Transcurrido un tiempo, se dio cuenta de que aquel
cuerpo sin alma era la única puerta que tenía para alcanzar la libertad. Eso lo
motivó a cambiar de actitud; evolucionó hacia una conducta más pacífica y
amistosa. El rechazo inicial a la visita del médico se transformó en un
encuentro cada vez más agradable. Lo necesitaba; hablar con alguien se había
convertido en una cuestión vital. Sí, esperaba con impaciencia los días de luna
nueva, las jornadas que habían acordado para continuar con sus charlas.
Agradecía la
confianza que el médico depositó en él y se esforzaba por mantenerla. Su
bienestar en aquel lugar había ido mejorando gracias a la comprensión y
generosidad con que lo estaba tratando.

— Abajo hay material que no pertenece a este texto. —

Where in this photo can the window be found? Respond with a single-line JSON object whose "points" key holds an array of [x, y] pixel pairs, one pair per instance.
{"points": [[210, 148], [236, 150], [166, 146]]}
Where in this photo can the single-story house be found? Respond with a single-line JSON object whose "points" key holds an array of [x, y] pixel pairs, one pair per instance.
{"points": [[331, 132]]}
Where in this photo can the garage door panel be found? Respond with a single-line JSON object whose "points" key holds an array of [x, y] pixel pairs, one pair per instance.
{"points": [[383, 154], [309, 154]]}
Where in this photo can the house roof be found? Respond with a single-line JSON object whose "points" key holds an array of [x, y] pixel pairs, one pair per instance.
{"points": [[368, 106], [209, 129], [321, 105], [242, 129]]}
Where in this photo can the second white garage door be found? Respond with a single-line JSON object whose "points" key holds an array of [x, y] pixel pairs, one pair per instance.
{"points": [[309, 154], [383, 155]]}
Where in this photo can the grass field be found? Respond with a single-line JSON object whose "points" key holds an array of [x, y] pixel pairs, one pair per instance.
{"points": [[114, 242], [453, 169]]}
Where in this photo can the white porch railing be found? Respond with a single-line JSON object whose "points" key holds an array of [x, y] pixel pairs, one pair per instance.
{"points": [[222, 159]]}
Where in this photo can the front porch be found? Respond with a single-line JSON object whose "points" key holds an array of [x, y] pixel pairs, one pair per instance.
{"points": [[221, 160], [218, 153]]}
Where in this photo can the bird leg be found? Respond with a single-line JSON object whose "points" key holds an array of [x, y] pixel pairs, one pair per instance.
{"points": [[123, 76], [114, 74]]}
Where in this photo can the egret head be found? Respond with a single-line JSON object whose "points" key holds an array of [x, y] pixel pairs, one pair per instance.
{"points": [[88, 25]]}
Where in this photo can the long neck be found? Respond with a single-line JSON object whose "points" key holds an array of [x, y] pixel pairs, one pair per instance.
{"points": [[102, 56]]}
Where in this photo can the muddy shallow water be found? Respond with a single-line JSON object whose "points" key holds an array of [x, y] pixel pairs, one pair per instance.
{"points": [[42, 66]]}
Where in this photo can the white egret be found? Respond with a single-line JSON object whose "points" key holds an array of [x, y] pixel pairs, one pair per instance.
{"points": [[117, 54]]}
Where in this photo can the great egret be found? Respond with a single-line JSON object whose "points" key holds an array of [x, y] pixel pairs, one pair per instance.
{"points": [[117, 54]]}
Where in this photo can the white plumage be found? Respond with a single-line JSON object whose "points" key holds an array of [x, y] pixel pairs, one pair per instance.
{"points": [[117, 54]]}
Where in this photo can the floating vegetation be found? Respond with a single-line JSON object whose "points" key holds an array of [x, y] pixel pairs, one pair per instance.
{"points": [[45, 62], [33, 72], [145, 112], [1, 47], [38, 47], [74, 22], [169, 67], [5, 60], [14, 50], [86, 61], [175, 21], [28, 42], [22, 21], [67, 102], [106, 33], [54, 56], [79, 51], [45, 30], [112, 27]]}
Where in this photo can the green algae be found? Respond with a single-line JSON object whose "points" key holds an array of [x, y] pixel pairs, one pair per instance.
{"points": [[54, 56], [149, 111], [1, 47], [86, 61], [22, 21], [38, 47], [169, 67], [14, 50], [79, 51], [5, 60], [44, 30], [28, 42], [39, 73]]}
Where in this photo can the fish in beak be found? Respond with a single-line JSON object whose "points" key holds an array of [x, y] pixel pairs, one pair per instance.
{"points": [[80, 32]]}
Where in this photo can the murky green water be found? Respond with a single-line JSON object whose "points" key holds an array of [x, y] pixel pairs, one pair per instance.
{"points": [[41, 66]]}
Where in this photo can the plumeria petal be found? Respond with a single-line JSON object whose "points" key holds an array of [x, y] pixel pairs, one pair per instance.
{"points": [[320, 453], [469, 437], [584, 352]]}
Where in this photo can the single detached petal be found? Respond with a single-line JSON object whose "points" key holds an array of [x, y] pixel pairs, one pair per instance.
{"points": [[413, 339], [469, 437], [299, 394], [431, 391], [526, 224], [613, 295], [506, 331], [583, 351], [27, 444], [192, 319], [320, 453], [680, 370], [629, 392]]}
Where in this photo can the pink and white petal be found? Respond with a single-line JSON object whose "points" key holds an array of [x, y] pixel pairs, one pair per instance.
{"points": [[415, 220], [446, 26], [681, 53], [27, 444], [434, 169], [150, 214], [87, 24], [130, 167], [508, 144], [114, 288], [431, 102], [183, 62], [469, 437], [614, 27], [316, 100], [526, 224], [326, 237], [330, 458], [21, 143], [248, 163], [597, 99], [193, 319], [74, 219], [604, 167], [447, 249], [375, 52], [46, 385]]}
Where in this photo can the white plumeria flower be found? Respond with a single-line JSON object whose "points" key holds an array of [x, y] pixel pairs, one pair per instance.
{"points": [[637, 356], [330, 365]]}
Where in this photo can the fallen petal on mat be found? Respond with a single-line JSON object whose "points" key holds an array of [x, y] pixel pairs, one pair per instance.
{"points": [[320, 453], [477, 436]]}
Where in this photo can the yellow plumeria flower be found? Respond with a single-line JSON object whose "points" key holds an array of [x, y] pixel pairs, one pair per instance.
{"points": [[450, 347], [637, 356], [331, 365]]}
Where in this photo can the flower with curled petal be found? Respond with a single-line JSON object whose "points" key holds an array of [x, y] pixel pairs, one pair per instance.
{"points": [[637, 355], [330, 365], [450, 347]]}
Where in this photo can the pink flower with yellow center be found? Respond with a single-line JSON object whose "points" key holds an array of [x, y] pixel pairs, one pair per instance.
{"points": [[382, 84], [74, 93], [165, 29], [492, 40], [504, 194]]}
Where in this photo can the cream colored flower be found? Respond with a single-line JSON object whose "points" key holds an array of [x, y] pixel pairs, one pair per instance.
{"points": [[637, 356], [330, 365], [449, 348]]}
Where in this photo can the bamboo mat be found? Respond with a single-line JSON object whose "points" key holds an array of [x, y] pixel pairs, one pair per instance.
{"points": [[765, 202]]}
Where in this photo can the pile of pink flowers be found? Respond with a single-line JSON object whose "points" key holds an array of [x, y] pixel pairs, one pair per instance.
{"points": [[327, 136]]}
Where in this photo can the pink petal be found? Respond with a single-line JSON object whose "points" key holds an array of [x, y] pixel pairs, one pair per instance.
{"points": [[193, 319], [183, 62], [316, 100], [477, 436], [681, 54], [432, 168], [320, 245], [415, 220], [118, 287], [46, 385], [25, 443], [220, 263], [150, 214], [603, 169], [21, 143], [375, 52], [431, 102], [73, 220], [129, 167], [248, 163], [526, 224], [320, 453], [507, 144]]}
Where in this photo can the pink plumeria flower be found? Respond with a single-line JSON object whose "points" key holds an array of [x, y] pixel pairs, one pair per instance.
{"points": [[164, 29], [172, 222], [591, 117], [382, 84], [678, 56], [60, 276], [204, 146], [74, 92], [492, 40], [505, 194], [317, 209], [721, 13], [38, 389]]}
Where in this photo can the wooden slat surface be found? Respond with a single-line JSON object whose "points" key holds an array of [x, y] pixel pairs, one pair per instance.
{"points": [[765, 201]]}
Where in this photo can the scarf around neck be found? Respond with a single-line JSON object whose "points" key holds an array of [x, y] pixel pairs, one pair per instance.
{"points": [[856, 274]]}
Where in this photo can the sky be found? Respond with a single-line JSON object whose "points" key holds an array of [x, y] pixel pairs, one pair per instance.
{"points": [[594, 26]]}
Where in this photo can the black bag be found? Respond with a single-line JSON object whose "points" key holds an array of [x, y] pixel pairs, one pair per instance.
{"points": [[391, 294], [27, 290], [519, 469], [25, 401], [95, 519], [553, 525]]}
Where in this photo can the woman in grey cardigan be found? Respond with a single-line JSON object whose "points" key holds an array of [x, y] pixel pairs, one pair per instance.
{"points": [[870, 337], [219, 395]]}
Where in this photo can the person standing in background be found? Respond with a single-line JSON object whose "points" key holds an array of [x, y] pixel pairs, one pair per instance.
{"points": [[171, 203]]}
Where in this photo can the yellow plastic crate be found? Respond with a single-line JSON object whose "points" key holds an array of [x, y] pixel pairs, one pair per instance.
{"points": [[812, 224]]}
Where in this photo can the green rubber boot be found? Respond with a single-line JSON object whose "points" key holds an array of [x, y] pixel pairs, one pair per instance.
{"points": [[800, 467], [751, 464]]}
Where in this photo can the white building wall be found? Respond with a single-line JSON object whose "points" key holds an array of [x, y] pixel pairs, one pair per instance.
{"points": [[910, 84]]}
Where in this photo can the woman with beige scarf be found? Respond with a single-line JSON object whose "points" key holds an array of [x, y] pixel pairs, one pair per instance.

Un atisbo de esperanza surgió dentro de
sí cuando descubrió que la ayuda ofrecida por el anciano era sincera.
En aquellas citas
mensuales habían hablado de casi todo, pero más que nada, del motivo por el que
estaba ingresado en el hospital, de su necesidad de provocar grandes incendios
en las noches oscuras y sin luna, de la condena que le habían impuesto por
pirómano. Fue en una de ellas donde dijo que no soportaba que encerraran el
fuego en una botella de cristal. El fuego, aparte de alumbrar, también asustaba
y alejaba a las bestias y alimañas. Razón por la que creía que no se debía de
iluminar la oscuridad sin una hoguera con la que protegerse. Aquel mismo día le
retiraron la bombilla de la habitación y la noche lo sumió en la más absoluta
negrura.
Fue cuando
comprendió que el médico lo escuchaba, cuando notó dentro de sí el primer
chispazo de luz que iluminaba el túnel de su condena. A los primeros indicios
de comunicación y comprensión entre ellos, siguieron otros cada vez más
evidentes y esperanzadores.
De la primera
habitación, cerrada y sin un mísero ventanuco, no mucho más larga que el ancho
de un pasillo, lo cambiaron a la actual. Ésta, a pesar de que continuaba siendo
una pocilga, se podía considerar una suite si se comparaba con la anterior. La
razón principal del cambio, según le dijeron, fue la falta de luz. Sin
bombilla, su primer cuarto parecía el corredor del infierno, no era extraño que
se asustaran todos los que necesitaban ir allí.
Eso le permitió
disponer de una ventana, con cristales trasparentes en sus dos hojas, que las
podía abrir de par en par. Un verdadero tesoro. Y lo más importante, era una
ventana sin trampas, sin verjas, ni la sombra de un solo barrote cuestionaba su
confianza. En lo más profundo de aquel viejo decrépito, por muy impenetrable
que fuera su rostro, había indicios de afecto, de sentimientos, de un corazón
que reconocía la sabiduría de sus actos incendiarios.
Su bienestar había
ido mejorando gracias al ventanal y al psiquiatra que lo atendía. El día y la
noche se asomaban a su cuarto, consigo traían las vistas, los aromas y
bullicios del exterior. Un río cercano le dejaba rumores a su paso. Los
animales sin cadenas le transmitían su libertad. El sol y la lluvia, por sí
solos, ya suponían la mayor de las fortunas. Fuese privilegio o necesidad, eso
le daba lo mismo; el contacto con la vida, aunque sólo fuera a través de un agujero,
le resultaba imprescindible. Pero, lo que más apreciaba, era la vela que el
médico había accedido a traerle el día de la visita. Desde entonces, todas las
noches de luna nueva abría la ventana y dejaba una vela encendida para cazar a
los filósofos que se disfrazaban de polillas.